Sensex to hit 89,000 by June 2026: Morgan Stanley

by IANS |

Mumbai, May 21 (IANS) Global investment bank Morgan Stanley has raised its Sensex target to 89,000 by June 2026, signalling an 8 per cent upside from current levels.


This revision reflects the firm's increased confidence in India's long-term growth story, supported by strong economic fundamentals and improved earnings outlook.


Additionally, Morgan Stanley has upgraded its earnings per share (EPS) estimates by nearly 1 per cent, following an upward revision in India's GDP growth forecast.


According to the report, the Sensex is now expected to trade at a trailing price-to-earnings (P/E) multiple of 23.5x -- higher than the 25-year average of 21x.
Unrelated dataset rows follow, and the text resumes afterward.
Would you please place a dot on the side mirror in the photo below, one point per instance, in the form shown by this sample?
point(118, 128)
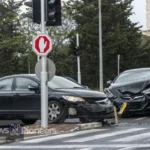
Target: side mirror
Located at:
point(33, 88)
point(109, 83)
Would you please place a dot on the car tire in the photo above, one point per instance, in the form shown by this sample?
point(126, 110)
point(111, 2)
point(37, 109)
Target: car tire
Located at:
point(29, 121)
point(56, 112)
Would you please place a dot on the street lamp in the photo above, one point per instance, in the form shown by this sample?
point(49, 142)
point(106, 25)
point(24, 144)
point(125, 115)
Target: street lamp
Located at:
point(100, 49)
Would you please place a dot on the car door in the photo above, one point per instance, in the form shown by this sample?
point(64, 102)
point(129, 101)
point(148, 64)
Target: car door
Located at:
point(6, 95)
point(25, 101)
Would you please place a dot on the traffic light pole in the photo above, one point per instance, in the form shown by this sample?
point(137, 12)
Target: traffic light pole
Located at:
point(100, 49)
point(44, 88)
point(78, 60)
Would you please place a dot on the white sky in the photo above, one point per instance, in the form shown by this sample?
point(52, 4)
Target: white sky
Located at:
point(140, 12)
point(139, 8)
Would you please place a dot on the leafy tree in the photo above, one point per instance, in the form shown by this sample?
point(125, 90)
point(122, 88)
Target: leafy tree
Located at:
point(120, 36)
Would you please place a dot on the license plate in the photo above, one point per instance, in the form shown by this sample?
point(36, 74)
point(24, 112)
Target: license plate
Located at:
point(123, 107)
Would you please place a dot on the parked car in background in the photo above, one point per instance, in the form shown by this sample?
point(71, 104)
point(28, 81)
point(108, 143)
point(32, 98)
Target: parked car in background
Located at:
point(71, 79)
point(20, 99)
point(133, 88)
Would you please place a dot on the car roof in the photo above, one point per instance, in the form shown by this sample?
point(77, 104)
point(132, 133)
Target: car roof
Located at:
point(20, 75)
point(137, 70)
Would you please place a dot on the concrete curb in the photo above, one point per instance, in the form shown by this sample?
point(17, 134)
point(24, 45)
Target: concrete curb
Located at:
point(78, 127)
point(75, 128)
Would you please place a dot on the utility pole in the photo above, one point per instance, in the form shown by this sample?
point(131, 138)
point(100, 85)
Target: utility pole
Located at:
point(29, 68)
point(100, 49)
point(78, 60)
point(118, 58)
point(44, 88)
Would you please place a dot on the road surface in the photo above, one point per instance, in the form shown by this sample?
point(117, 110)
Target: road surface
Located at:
point(130, 134)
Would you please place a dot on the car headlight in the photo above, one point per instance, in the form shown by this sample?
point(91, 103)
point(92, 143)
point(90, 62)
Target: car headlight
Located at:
point(73, 99)
point(105, 102)
point(147, 91)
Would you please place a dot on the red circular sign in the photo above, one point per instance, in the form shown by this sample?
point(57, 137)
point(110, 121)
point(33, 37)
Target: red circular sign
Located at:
point(42, 45)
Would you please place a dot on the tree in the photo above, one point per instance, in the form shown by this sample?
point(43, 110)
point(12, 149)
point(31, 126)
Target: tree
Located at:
point(120, 36)
point(12, 37)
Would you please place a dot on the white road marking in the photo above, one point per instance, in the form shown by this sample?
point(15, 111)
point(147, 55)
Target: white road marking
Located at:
point(85, 149)
point(123, 123)
point(133, 137)
point(100, 136)
point(62, 136)
point(127, 148)
point(74, 146)
point(140, 118)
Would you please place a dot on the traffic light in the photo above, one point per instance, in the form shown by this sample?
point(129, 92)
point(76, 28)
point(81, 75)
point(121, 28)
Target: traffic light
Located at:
point(76, 51)
point(36, 13)
point(53, 12)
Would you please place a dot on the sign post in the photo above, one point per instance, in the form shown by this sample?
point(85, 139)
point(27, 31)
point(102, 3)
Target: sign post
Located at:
point(78, 60)
point(42, 45)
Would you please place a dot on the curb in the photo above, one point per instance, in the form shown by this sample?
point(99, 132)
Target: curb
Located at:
point(29, 136)
point(78, 127)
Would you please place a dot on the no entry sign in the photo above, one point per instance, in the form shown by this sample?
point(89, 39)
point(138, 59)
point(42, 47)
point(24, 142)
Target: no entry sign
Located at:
point(42, 45)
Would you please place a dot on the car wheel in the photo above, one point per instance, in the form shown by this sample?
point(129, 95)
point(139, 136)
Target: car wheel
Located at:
point(29, 121)
point(56, 112)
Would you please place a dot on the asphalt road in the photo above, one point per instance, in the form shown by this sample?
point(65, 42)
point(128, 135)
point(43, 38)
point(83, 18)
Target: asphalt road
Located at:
point(130, 134)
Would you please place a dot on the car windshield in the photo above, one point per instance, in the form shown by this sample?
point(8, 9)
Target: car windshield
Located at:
point(133, 76)
point(62, 83)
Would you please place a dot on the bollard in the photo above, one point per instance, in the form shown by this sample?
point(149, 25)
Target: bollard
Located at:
point(116, 116)
point(123, 108)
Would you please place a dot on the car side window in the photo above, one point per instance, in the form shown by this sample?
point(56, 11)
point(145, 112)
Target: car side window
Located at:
point(24, 83)
point(6, 84)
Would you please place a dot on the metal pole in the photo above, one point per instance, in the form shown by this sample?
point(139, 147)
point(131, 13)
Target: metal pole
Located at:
point(29, 68)
point(44, 88)
point(78, 60)
point(118, 64)
point(100, 49)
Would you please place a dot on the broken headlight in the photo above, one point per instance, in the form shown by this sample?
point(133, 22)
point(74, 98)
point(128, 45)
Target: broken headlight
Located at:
point(73, 98)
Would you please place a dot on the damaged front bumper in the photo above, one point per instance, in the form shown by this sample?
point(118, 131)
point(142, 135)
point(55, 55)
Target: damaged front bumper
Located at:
point(93, 111)
point(138, 104)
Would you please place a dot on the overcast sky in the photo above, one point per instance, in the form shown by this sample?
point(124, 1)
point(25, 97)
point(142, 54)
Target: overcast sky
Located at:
point(139, 8)
point(140, 12)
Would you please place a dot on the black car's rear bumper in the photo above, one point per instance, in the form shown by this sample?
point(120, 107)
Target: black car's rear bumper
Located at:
point(94, 111)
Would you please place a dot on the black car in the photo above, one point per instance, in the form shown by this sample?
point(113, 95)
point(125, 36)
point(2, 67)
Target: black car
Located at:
point(131, 87)
point(20, 99)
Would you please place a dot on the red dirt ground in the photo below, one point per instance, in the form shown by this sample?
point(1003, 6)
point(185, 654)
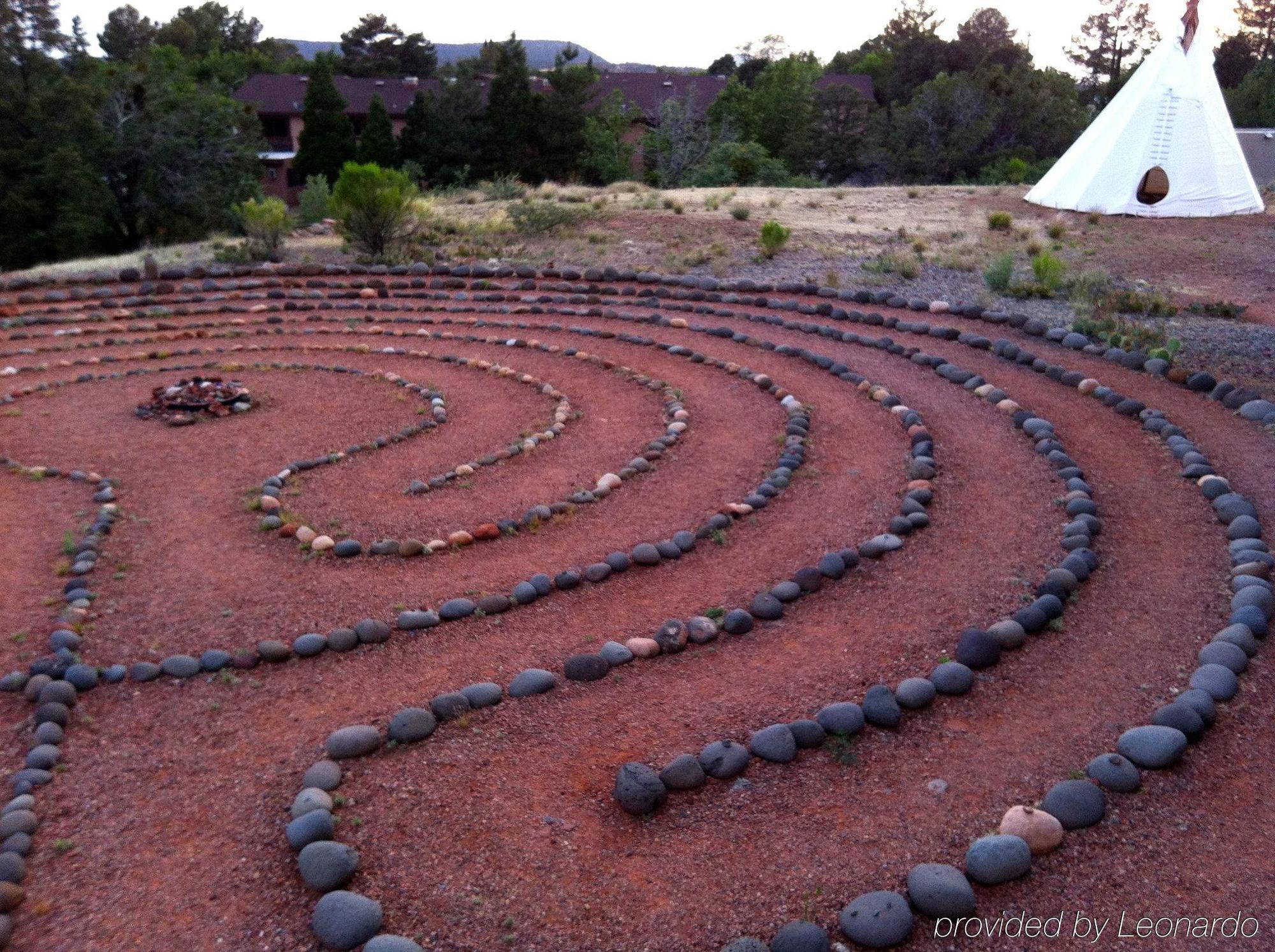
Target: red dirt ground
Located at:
point(177, 794)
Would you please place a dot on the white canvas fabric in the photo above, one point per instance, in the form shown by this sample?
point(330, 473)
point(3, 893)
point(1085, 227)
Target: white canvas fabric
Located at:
point(1170, 115)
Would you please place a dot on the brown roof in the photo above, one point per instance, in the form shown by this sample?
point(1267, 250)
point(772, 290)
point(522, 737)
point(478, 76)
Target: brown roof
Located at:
point(645, 92)
point(285, 94)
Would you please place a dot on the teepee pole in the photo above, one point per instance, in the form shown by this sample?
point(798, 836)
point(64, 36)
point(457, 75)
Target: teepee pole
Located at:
point(1191, 21)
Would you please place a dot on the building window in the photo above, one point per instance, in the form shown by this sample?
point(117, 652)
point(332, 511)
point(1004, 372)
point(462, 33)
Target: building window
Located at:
point(275, 127)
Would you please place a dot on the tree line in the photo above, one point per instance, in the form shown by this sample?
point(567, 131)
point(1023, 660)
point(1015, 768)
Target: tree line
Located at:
point(147, 145)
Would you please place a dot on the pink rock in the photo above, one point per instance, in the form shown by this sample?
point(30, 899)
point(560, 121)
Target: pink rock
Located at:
point(1041, 830)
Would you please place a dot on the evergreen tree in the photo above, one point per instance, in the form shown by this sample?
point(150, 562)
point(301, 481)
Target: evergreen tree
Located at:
point(1111, 44)
point(783, 110)
point(915, 50)
point(1253, 103)
point(731, 114)
point(606, 156)
point(377, 48)
point(841, 121)
point(377, 145)
point(1234, 61)
point(126, 35)
point(511, 119)
point(560, 127)
point(724, 66)
point(987, 40)
point(327, 138)
point(443, 132)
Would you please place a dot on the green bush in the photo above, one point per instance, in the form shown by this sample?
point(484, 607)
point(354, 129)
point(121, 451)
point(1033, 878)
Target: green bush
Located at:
point(316, 201)
point(1220, 309)
point(1151, 304)
point(375, 209)
point(1000, 221)
point(1050, 272)
point(773, 238)
point(1014, 172)
point(266, 224)
point(1000, 274)
point(1089, 288)
point(504, 188)
point(741, 164)
point(906, 266)
point(531, 217)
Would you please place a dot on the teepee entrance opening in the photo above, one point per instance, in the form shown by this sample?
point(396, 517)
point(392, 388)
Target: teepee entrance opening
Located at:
point(1155, 187)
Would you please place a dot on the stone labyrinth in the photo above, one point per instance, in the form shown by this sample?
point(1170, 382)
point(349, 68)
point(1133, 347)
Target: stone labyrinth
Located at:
point(596, 610)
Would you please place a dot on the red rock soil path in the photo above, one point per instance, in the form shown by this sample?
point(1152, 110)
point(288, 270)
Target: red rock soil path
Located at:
point(175, 807)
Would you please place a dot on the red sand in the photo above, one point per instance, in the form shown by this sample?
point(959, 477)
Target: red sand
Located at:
point(177, 795)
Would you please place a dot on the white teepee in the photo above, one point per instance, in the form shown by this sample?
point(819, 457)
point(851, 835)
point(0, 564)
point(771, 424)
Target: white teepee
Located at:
point(1165, 147)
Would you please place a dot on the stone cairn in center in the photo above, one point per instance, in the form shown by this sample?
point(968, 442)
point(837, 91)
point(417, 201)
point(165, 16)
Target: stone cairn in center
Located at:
point(187, 401)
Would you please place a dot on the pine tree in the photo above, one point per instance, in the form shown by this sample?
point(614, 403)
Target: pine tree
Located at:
point(1258, 24)
point(1111, 43)
point(327, 138)
point(511, 121)
point(377, 145)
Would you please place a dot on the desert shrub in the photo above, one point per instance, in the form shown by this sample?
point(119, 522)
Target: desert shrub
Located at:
point(1129, 335)
point(906, 266)
point(316, 201)
point(1151, 304)
point(1050, 272)
point(266, 224)
point(1014, 172)
point(1089, 288)
point(1000, 274)
point(504, 188)
point(773, 238)
point(531, 217)
point(375, 209)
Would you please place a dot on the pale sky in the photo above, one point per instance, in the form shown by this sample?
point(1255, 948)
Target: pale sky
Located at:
point(664, 33)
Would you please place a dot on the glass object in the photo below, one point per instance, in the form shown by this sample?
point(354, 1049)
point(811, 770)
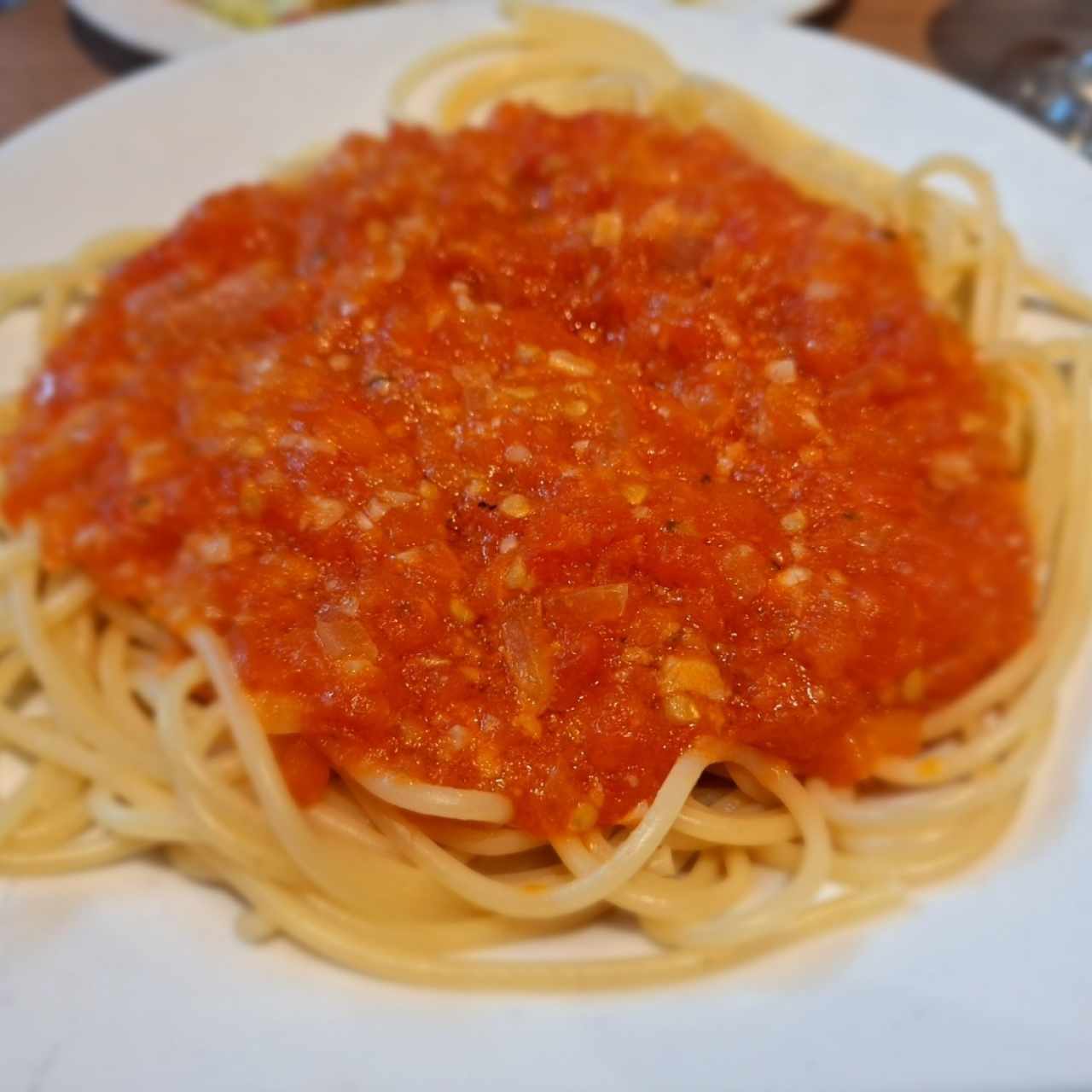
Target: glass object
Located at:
point(1034, 55)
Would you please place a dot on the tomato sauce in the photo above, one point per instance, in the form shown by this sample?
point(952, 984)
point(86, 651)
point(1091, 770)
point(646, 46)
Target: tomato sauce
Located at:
point(523, 457)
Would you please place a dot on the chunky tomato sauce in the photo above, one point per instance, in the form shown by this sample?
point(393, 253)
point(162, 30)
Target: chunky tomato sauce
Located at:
point(523, 457)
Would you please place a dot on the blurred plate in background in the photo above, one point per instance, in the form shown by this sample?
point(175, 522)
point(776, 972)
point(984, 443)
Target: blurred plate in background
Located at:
point(171, 27)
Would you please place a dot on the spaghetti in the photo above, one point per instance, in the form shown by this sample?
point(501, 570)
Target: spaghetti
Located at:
point(137, 741)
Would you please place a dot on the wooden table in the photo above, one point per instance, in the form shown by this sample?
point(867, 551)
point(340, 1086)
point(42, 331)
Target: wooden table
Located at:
point(43, 66)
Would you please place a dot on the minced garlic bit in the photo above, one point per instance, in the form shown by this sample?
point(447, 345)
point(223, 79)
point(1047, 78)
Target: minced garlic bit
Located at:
point(793, 576)
point(529, 724)
point(729, 457)
point(607, 229)
point(584, 817)
point(213, 549)
point(570, 363)
point(682, 709)
point(517, 576)
point(913, 686)
point(321, 514)
point(515, 506)
point(950, 470)
point(691, 675)
point(461, 612)
point(781, 371)
point(794, 522)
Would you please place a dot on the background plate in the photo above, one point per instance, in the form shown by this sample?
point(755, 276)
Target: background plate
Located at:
point(132, 979)
point(171, 27)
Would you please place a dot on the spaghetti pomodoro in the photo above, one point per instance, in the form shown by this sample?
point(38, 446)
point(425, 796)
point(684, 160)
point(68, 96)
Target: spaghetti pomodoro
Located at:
point(581, 640)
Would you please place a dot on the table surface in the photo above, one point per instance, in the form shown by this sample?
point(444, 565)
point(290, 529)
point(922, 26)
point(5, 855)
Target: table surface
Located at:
point(44, 66)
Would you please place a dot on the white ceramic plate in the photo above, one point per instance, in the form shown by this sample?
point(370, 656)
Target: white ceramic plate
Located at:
point(171, 27)
point(132, 979)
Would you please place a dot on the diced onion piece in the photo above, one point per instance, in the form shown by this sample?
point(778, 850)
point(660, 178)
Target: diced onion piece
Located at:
point(281, 714)
point(603, 603)
point(346, 636)
point(691, 675)
point(527, 654)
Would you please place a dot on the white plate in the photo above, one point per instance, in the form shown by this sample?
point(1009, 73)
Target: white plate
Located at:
point(171, 27)
point(131, 979)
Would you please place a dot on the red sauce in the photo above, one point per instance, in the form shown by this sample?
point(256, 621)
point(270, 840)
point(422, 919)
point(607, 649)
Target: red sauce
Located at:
point(521, 459)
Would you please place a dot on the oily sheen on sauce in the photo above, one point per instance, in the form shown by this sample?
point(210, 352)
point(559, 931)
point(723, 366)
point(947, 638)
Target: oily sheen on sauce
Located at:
point(520, 459)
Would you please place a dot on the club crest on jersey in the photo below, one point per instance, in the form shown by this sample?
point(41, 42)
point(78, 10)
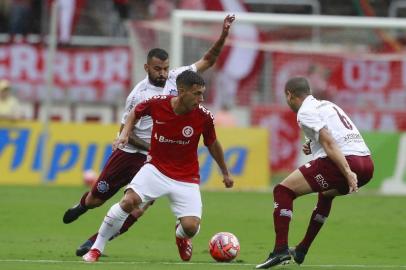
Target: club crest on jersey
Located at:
point(102, 187)
point(187, 131)
point(173, 92)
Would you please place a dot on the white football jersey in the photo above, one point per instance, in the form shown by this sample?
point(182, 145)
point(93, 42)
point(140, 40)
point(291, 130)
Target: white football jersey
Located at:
point(142, 91)
point(315, 114)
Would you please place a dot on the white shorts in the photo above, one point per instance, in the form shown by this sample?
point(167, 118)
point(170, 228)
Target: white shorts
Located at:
point(150, 184)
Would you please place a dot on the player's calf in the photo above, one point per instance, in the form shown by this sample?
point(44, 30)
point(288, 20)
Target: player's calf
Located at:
point(298, 254)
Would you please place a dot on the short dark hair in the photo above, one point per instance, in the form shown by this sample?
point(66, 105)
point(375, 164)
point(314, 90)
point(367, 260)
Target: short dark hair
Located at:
point(188, 78)
point(298, 86)
point(158, 53)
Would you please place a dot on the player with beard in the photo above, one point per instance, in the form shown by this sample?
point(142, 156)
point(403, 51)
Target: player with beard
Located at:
point(172, 169)
point(124, 163)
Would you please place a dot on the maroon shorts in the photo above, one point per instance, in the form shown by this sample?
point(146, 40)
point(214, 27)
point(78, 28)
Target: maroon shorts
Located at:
point(322, 174)
point(118, 172)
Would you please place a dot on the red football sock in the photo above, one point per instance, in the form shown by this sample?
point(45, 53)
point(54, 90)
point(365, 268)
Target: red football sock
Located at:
point(319, 215)
point(282, 215)
point(83, 199)
point(128, 223)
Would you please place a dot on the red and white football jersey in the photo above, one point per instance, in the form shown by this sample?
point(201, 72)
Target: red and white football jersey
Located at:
point(142, 91)
point(175, 138)
point(315, 114)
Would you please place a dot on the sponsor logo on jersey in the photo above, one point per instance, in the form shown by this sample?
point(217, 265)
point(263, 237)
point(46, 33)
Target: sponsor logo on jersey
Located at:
point(162, 139)
point(321, 181)
point(103, 187)
point(187, 131)
point(286, 213)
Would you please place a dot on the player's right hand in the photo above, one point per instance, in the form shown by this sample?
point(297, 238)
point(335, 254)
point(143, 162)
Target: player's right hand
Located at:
point(228, 20)
point(120, 142)
point(352, 180)
point(306, 148)
point(228, 182)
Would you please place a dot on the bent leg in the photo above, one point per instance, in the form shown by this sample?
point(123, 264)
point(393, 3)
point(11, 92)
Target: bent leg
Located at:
point(292, 186)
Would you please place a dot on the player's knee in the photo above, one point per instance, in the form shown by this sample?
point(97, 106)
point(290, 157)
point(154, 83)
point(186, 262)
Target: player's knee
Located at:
point(129, 202)
point(191, 226)
point(137, 212)
point(282, 190)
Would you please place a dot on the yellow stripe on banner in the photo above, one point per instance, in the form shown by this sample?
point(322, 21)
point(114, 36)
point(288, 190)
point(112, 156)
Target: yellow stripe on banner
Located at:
point(73, 148)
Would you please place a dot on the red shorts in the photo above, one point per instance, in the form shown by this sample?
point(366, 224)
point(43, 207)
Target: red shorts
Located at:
point(322, 174)
point(120, 169)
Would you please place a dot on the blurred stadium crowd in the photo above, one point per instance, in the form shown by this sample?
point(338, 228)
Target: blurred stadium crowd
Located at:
point(95, 67)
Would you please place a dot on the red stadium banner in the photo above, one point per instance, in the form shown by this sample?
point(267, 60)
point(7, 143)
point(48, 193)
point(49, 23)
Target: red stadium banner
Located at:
point(377, 81)
point(285, 135)
point(96, 74)
point(284, 139)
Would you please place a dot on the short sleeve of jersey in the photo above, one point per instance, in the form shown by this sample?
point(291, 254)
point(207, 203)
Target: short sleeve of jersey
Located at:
point(144, 108)
point(132, 100)
point(179, 70)
point(311, 123)
point(209, 133)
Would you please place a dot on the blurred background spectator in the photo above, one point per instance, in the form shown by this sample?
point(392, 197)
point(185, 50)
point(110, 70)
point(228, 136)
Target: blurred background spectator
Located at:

This premium valuation reflects growing investor confidence in India’s stable policy environment and medium-term growth prospects.


The brokerage firm highlighted several reasons behind India’s resilience and potential.


These include strong macro stability, declining primary deficit, low inflation volatility, and a robust domestic investment cycle.


Annual earnings growth in the range of mid- to high is expected over the next three to five years, driven by increasing private capex, healthier corporate balance sheets, and a surge in discretionary consumption.


The report also noted that the Indian stock market has shown remarkable composure despite recent global events.


Retail investors have continued to invest steadily, reinforcing the belief in India’s structural growth story.


Interestingly, foreign investor positioning is at its weakest level since 2000, but early signs indicate a shift in their outlook toward Indian equities.


The Reserve Bank of India’s dovish stance, stable oil prices, and consistent policy support further strengthen the bullish sentiment.


Morgan Stanley also praised India’s recent geopolitical strategy, suggesting it has enhanced national security and global confidence in the country’s governance.


On the investment strategy front, the report suggests that this is likely to be a stock picker’s market.


The firm prefers domestic cyclical sectors over defensives, with an overweight stance on financials, consumer discretionary, and industrials.